O filhotinho de sapo

E lá pelos meus 6 ou 7 anos, estava a caminho da escola quando me deparei com a seguinte situação:
Um coitadinho de um sapo que deveria estar saindo da sua infância de sapo em busca de alimento quando se viu frente a frente de um batalhão de meninos, cada um com uma pedra na mão.
E o meio filhote encurralado no pé de uma parede, sem ter para onde correr tinha o coração quase saindo pela boca.
Aquela situação me deixou revoltada. Pois aqueles fedelhos, não tinham a menor vergonha de querer trocar os seus juízos com um sapo, ainda mais um recém-saído da sua infância que de certo deveria ter a mãe para protege-lo e estava agora a vagar na busca pela sua sobrevivência.
Minha ideia naquele exato momento era pegar o sapo colocar dentro da bolsa, levar para casa. Mas o medo do sapo me morder era maior que a vontade de salva-lo do apedrejamento.
Então não tive outra escolha senão criar ali mesmo a mais deslavada das mentiras.
“Minha mãe falou que quem mata sapo morre ou atropelado ou enforcado. Está escrito nos livros das bruxas”. 

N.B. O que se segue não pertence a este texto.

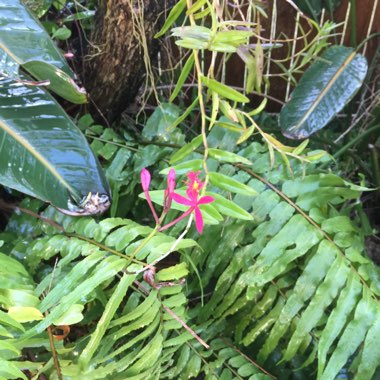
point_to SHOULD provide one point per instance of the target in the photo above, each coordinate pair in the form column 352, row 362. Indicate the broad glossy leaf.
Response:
column 325, row 88
column 24, row 39
column 43, row 154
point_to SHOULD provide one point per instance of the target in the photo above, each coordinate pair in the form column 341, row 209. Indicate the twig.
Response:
column 176, row 317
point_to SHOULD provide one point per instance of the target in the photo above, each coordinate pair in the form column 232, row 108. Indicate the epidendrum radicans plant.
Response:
column 273, row 281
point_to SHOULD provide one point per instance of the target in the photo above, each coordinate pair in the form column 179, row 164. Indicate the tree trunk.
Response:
column 123, row 36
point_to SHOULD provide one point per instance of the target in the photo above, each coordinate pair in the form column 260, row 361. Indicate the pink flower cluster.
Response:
column 194, row 185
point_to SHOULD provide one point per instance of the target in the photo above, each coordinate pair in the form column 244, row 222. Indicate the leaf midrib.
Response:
column 324, row 91
column 31, row 149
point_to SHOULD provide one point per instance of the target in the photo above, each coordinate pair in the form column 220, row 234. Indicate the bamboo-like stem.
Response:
column 345, row 23
column 292, row 57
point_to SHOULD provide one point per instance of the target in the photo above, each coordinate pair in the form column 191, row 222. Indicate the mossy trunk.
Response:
column 122, row 37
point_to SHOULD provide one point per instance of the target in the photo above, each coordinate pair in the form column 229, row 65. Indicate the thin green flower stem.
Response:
column 142, row 245
column 201, row 99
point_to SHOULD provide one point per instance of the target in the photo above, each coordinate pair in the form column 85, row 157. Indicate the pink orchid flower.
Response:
column 194, row 185
column 145, row 183
column 168, row 195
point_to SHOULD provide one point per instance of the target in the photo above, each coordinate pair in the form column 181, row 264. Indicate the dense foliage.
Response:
column 276, row 284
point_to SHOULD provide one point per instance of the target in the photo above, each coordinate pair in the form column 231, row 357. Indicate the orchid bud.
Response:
column 145, row 179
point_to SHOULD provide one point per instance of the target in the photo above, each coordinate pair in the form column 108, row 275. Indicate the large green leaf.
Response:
column 24, row 39
column 42, row 153
column 325, row 88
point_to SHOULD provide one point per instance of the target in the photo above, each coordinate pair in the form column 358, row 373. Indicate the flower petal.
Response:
column 206, row 199
column 145, row 179
column 171, row 181
column 198, row 220
column 182, row 200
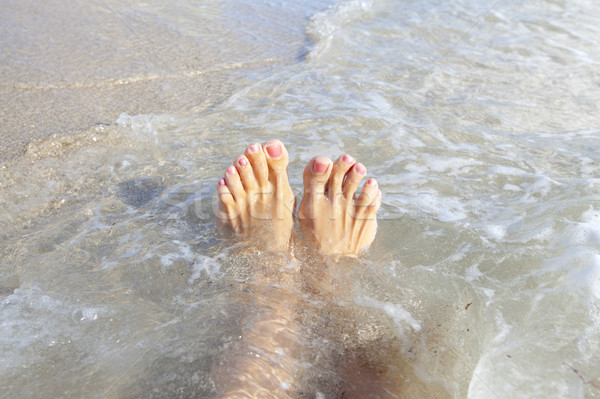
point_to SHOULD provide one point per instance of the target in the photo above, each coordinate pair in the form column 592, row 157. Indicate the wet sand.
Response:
column 68, row 67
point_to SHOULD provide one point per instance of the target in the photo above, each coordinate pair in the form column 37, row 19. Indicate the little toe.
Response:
column 257, row 159
column 246, row 174
column 340, row 168
column 353, row 178
column 232, row 178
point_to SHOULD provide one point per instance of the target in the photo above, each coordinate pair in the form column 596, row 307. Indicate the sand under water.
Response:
column 479, row 120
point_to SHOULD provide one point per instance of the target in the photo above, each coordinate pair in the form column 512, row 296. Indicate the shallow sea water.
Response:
column 479, row 120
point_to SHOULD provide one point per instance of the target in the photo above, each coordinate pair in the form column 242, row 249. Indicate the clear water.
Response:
column 479, row 120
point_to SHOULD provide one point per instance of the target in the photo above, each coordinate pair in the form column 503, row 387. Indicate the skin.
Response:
column 332, row 217
column 257, row 202
column 255, row 195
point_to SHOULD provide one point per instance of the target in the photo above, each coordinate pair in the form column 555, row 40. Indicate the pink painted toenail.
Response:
column 319, row 167
column 348, row 159
column 274, row 151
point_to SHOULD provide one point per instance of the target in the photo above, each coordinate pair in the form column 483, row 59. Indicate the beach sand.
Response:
column 68, row 67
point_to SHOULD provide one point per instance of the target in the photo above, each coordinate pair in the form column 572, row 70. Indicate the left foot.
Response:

E só vi mesmo gente soltando a pedra no chão e sem exagero vi gente até passando a mão no pescoço para ver se estava tudo bem.
E o bebê sapo, que do mundo dos humanos não entendia patavinas nenhuma simplesmente olhou para mim e disse:
Cuidado viu?
Quem mente morre de fome.
Não acreditei no que ouvi! 
E por isso? perna pra que te quero? Fui pra escola e na volta chegando em casa, mal contive o susto.
O sapo estava no jardim da casa da minha mãe embaixo de uma arvore.
Para compensa-lo do susto meus colegas o trouxeram dentro de uma caixa de sapato e o entregaram ao meu irmão, dizendo: 
Quem cuida de sapo nunca morre e quando cresce fica rico. 
Minha mãe falou que toda pessoa rica cria um sapo em casa.
E assim foi. E o sapo viveu por muitos e muitos anos.